The most primitive coping mechanism are fight, or flight, or freeze.
Stress defined as internal condition caused by physical needs towards illness, exercise,
extreme temperature or by social and environment condition, which evaluate as harm,
uncontrollable or beyond the coping. Physical, environment, and social incident that cause stress
called as stressor. Stress happens while people perceive that they cannot resolve the needs and
threats towards their welfare (Lazarus RS, 1966).
Cox (1975) defined stress as involving external stimulus, physical response to the
stimulus and psychological process that may mediate stimulus and response. Psychological
process may include differences between individual and his perception to need for protection and
self‟s ability to encounter.
Based on medical dictionary, stress is physical, mental, and emotional factors, which
cause tense on body or mental. Stress can be from either external (environment, psychological or
social situation) or internal (illness or medical procedure).

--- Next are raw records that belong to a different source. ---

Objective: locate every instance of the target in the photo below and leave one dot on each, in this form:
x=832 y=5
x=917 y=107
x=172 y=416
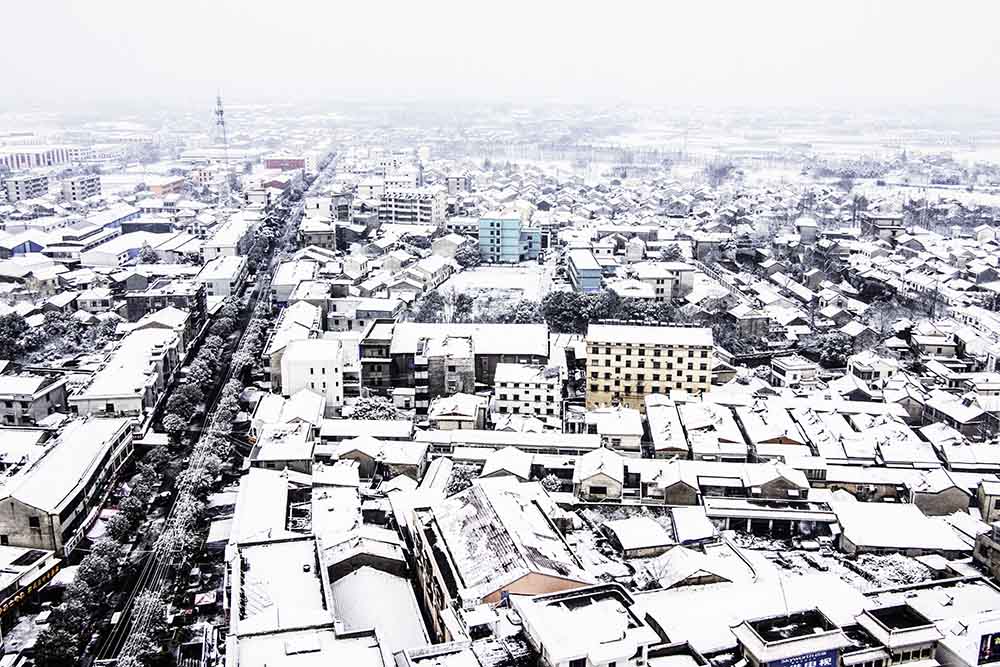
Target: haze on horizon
x=770 y=54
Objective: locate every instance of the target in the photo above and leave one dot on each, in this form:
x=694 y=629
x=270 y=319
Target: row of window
x=516 y=410
x=517 y=397
x=639 y=376
x=656 y=364
x=525 y=385
x=641 y=352
x=655 y=389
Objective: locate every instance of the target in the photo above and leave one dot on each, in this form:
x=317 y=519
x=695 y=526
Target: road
x=155 y=569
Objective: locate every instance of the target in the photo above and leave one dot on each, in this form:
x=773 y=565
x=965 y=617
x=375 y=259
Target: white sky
x=752 y=52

External and internal stimulus on human will activate hypothalamus-pituitary axis (HPA
axis). Human is prefer to prolong period of the same system activity enhancement, that may help
coping acutely. Prolong of the enhancement can be caused by anxiety; constant exposure of poor
environment; interpersonal conflict and lifestyle and habit modification related to chronic
stressor illness. Selye emphasized adrenocortical system as notable response in result to stress
stimulus. Increasing of HPA axis activity frequently happens in recent event observation or
change of the system‟s stability.

Physiological response to stressor

Hans Selye (1907 – 1982) may describe physiological response to stressor as General
Adaptation Syndrome (GAS) model. First stage is alarm reaction, initial response of the body
towards stressor/stimulus. This stage consists of shock stage and counter shock stage, where
decline comes first in shock stage, then followed by enhancement at counter shock stage.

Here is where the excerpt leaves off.